Я здороваюсь с обитательницами камеры, кладу свернутый матрас в свободный угол возле окна, сажусь на него и закуриваю.
- Это ты, что ли, политическая? - спрашивает меня здоровенная бабища мужским голосом. Остальные притихли и выжидающе на меня смотрят.
- По-видимому, я, раз уж вам дали такую информацию.
Расспрашивают о деле. В этих расспросах есть что-то настораживающее. Я отвечаю очень коротко.
- А почему ты не стелешь матрас и не ложишься?
- Так ведь некуда.
- Забирайся под любую шконку, какая понравится,- говорит та, здоровая баба. Она здесь что-то вроде атаманши. В ее ответе и в том, как на меня глядят остальные, мне чудится желание поглумиться.
- Я не крыса, чтобы ютиться под нарами.
Общий взрыв возмущения.
- Мест не хватает, все могут спать на полу, а она не может!
- Меня мало волнует, что в ленинградской тюрьме не хватает мест. Я сюда не просилась, а дома у меня места достаточно. Местные жилищные проблемы меня как-то мало трогают. С этим пусть разбирается начальство.
- Что же оно может сделать, если мест нет?
- Не знаю. Знаю только, что никто не имеет права, отняв у человека свободу, пытаться отнять и его гордость.
- Ты что же, лучше нас?!
- Возможно, что и хуже. На взгляд властей, так определенно хуже. Но под шконку меня никакая власть не загонит.
- Ну, так мы сами тебя загоним,- заявляет "атамаyша".
- Нет.
Я уже чувствую, что разговор пошел не туда, а потому стараюсь говорить нарочито лениво и тихо, пытаясь сбавить накал.

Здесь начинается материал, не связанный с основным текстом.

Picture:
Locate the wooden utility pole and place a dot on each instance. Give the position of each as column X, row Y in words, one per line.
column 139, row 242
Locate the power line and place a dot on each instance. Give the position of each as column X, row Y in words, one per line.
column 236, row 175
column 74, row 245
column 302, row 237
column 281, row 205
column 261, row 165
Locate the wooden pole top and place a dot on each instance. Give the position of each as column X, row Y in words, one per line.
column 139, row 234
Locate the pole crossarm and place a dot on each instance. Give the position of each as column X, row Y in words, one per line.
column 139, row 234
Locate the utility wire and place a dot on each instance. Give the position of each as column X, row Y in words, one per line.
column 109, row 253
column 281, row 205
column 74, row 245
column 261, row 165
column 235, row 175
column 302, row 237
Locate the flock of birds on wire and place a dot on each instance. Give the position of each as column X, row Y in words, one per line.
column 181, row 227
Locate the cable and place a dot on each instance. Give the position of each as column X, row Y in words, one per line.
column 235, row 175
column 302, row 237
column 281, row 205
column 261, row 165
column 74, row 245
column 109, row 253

- Еще как загоним. Вот под мою шконку ляжешь, а ночью я тебя обоссу.
Общее веселье.
- Вы знаете,- любезно улыбаюсь я в ответ,- должна вас огорчить, но и этого тоже не будет.
Я встаю со своего матраса, чтобы бросить в унитаз окурок. Воспользовавшись этим, "атаманша" ногами заталкивает матрас под свою шконку. Я делаю вид, что ничего особенного не произошло, иду на то место, где лежал матрас, и сажусь спиной к батарее. Закуриваю новую сигарету. А вокруг напряженные, обезображенные злобой женские лица. "Атаманша" всех подзуживает: "И чего мы на нее смотрим? Ведь таких душить надо! Это из-за них, политических, в лагерях и тюрьмах житья не стало". Бабы потихоньку сползаются на ближайшие шконки. Круг сжимается…
А в это время на другом конце камеры назревает другая напряженная ситуация, в какой-то степени тоже связанная со мной. Добродушная на вид толстушка вдруг ласково говорит, ни к кому не обращаясь: "И чего вы на нее налетели? Не хочет человек под шконкой лежать - не надо. Я ей свою постель уступлю, а сама к Зоеньке лягу. А она мне палочку бросит".
Тут же вступает другая: "Ну почему именно ты? И я могу уступить место. Зоя, с кем ты хочешь лечь?" С одной из шконок поднимается красивая высокая девица; самодовольно улыбаясь, она берет сумочку, идет зеркалу над раковиной и начинает красить ресницы, искоса поглядывая на спорящих. Между соперницами назревает уже своя ссора.
А вокруг меня идет разговор уже только об убийстве.
- Мне ее придушить - раз плюнуть,- воинствует одна из баб,- у меня восьмая ходка, да третья - сто восемь (убийство, особо зверское…). Вышки не будет, а пятнадцать лет так и так сидеть.
Полчаса назад она сокрушалась по поводу своего дела: "Ей, старой стерве, может, год жить оставалось, а мне теперь из-за нее, ведьмы, сидеть и сидеть". Она убила старушку, неожиданно для нее оказавшуюся в квартире, которую она задумала ограбить.
Я курю.
- Да ну ее,- говорит уголовница попроще,- еще сидеть за нее.
- За нее?!! Да за нее года три сразу скинут! Это же враг народа! - кричит атаманша.
И тут со шконки срывается совсем молодая женщина и бросается ко мне. Я вскакиваю, прижимаюсь спиной к стене. Чувствую, что эта женщина и есть самая опасная. До сих пор она сидела, тупо и обреченно глядя в угол и ни во что не вмешиваясь. Последние слова атаманши подействовали на нее, как удар током. В ее глазах загорается какая-то безумная надежда и решимость. Она хватает меня за горло и начинает душить. Не меньше десятка рук в ту же секунду тянутся ко мне, рвут на мне одежду, царапают лицо, вцепляются в волосы. Если я упаду, они меня растерзают. И я изо всех сил прижимаюсь к стене. Если стану отбиваться - тем более: начнется общая свалка, и тут мне придет конец. Я скрестила руки на груди, сжала их, чтобы не отбиваться, и уставилась прямо в глаза той, что меня душила. Прямо и, насколько это возможно, спокойно.